Mutual funds are the pool of money from the retail investors which help them to grow their money. Mutual fund company known as fund house runs different mutual funds scheme based on the different themes. AMCs (Asset Management Company) charges a fee to their investors for managing their funds and earning returns on them. This includes advertising and marketing expense, the salary of the fund managers, distributor’s commission, registrar’s fee. This cost is called Total Expense Ratio (TER). TER is expressed as a percentage of the total managed assets.
There is a capping by SEBI on the maximum TER that a fund can charge to its investors.
- Equity-oriented funds – 2.50%
- Debt-oriented funds – 2.25%
- Index funds – 1.50%
There is a sub-limit on equity oriented funds based on the size of the assets managed.
- First Rs.100 crore – 2.50%
- Rs. 100 crore to Rs. 400 crore – 2.25%
- Rs. 400 crore to Rs. 700 crore – 2.00%
- Above Rs. 700 crore – 1.75%
The only cost outside of this is exit load.
Fund manager’s fee and distributor’s commission are the two main components in the expense ratio. Mutual fund companies are charging this cost as indirect from the returns on the investments.

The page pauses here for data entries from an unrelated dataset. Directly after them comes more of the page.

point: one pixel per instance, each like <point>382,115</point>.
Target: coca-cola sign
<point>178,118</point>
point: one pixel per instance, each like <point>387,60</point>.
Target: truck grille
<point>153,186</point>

SEBI has taken various measures time to time to lower down the expense ratio of mutual funds. In 2012, it made mandatory for the AMC’s to launch “Direct” option in all the fund scheme. Direct plans saving a commission paid to the distributors. No commission means lower cost and higher returns. Since there is no commission to be paid under direct plans, the expense ratio is lower than the regular plans.
Based on the recommendation from Mutual Fund Advisory Committee, SEBI has decided to reduce the additional expenses charged by mutual funds by 15 basis points which will increase penetration among investors.
Why should I care?
Your returns from a mutual fund depend on the growth in its Net Asset Value (NAV). This NAV is calculated after reducing the TER from the latest value of the scheme’s portfolio. Hence higher the TER, the lower the return on your investment. the small increase in the expense ratio can have a disproportionate impact on the returns on the investments. Cost is not only the factor you should look into while selecting the fund, but when you have to make a choice from the two funds which are giving similar performance, that is the case where the expense ratio plays a crucial role. It is although the more important when the returns are fixed like in debt funds.